Oddly enough Mr Harvie seemed to have had no problem sharing a Cabinet table, for several years, with Humza Yousaf, a member of a religion with very traditional values and stretching back to the seventh century. Mr Harvie made no mention that I heard of Mr Swinney’s religious beliefs in a church founded more than 2000 years ago.

READ MORE: If anyone has dogmatic, unforgiving attitudes, it's Patrick Harvie

Mr Harvie’s own religion seems to be founded only in a belief in himself being always right, with a moral compass which spins around like the wind turbines he worships. He is rather selective in his scientific beliefs – climate change is real and fixed but gender and sex are as

fluid as you want to make them with some assistance from the pharmaceutical industry. The Greens’ policy failures have led to a massive decline in the popularity of, and faith in, both the Scottish Government and the SNP. Uncosted heat pump schemes and failed recycling schemes are the only legacy of the Greens’ time in government.

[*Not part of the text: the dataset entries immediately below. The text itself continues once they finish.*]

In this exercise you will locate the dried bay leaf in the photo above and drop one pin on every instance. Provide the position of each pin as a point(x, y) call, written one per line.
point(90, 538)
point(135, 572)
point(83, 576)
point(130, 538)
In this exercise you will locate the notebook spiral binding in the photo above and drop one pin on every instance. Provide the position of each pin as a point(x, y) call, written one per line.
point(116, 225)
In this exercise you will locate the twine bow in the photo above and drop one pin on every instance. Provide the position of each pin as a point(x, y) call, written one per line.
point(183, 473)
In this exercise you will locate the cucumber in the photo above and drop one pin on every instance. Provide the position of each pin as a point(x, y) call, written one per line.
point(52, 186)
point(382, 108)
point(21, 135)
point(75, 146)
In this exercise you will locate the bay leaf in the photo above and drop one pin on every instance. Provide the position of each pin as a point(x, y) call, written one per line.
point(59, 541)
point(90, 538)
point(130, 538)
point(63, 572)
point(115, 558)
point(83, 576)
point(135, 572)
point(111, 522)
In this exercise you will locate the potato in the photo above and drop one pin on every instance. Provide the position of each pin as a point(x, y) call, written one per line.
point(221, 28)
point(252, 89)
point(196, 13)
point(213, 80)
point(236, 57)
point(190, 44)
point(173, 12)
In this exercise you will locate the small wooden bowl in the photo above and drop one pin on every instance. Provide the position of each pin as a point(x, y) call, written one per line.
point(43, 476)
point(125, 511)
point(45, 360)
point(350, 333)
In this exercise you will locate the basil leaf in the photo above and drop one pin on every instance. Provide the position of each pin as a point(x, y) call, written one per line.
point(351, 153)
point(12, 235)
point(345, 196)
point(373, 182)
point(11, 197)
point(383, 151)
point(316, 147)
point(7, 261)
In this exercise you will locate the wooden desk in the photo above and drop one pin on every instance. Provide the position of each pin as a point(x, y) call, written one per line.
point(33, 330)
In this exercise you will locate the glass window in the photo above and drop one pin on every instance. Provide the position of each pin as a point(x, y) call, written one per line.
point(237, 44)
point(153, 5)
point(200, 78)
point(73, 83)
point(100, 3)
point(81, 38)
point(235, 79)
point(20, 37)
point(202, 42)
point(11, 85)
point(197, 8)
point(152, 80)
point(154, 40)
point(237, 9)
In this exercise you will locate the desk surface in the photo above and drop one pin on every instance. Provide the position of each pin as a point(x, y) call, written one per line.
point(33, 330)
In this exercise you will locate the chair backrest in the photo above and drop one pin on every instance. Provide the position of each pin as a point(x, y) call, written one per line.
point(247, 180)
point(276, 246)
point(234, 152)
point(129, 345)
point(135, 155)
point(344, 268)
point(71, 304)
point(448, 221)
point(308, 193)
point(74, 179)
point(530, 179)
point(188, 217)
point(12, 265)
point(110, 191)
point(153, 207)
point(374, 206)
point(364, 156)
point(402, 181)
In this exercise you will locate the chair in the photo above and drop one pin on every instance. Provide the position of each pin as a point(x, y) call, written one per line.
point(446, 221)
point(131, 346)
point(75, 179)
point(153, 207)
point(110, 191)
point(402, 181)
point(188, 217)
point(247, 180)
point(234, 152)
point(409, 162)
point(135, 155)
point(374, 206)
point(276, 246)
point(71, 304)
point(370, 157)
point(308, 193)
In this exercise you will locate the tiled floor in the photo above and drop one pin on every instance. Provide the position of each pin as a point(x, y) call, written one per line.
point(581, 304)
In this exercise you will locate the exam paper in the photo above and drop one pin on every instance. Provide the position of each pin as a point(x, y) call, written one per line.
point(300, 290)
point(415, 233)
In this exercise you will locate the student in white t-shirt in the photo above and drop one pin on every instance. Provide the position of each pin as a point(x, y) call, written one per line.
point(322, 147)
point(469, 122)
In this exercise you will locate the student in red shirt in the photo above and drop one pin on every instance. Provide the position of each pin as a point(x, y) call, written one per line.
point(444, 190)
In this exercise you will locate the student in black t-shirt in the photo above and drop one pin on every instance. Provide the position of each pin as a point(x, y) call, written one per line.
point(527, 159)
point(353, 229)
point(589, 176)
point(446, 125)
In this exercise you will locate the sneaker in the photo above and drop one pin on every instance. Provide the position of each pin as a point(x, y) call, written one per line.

I sincerely hope that when it comes to voting on the regional list ballot papers in 2026, independence supporters do not continue to see the Greens as a second choice. They have already expressed a willingness to work with the Unionists of the Labour Party, presumable in the hope of regaining their seats at the Cabinet table.

Brian Lawson

DEAR oh dear oh dear. Anyone expecting a political reset at John Swinney’s first FMQs would have been sorely disappointed. Would Honest John set new standards for decorum and honesty? No. Would Patrick Harvie, freed from the shackles of ministerial responsibility, cut loose and re-establish his party’s grand vision and commitment to preserving the only planet we have? No.

John Swinney limped through FMQs lamely fobbing off perfectly reasonable questions from both Douglas Ross and Anas Sarwar on education. He personified what our American cousins colourfully refer to as an “empty suit”. Quite what his own back benchers were cheering about I have no idea.

READ MORE: I am a gay man – but I welcome Kate Forbes’s return to the Cabinet

And if that was underwhelming, then Patrick Harvie quickly demonstrated that he too knew how to blow an opportunity for a political reset. Did he ask why there was not a Cabinet post for a minister tasked with climate action? No. Did he demand that the government reinstate interim climate change targets and bring forward a detailed programme on achieving them? No.

Instead, surprise surprise, he was once again playing to the LGBT constituency within his own party and beyond. While no-one I have ever met in the Green party is anything but supportive of securing LGBT rights, it is not, or at least should not be, the primary focus of the party. The Greens need to get their act together on core ecological issues, while not neglecting their commitment to social justice.

Does the parliamentary party and leadership understand this? Doesn’t seem like it to me.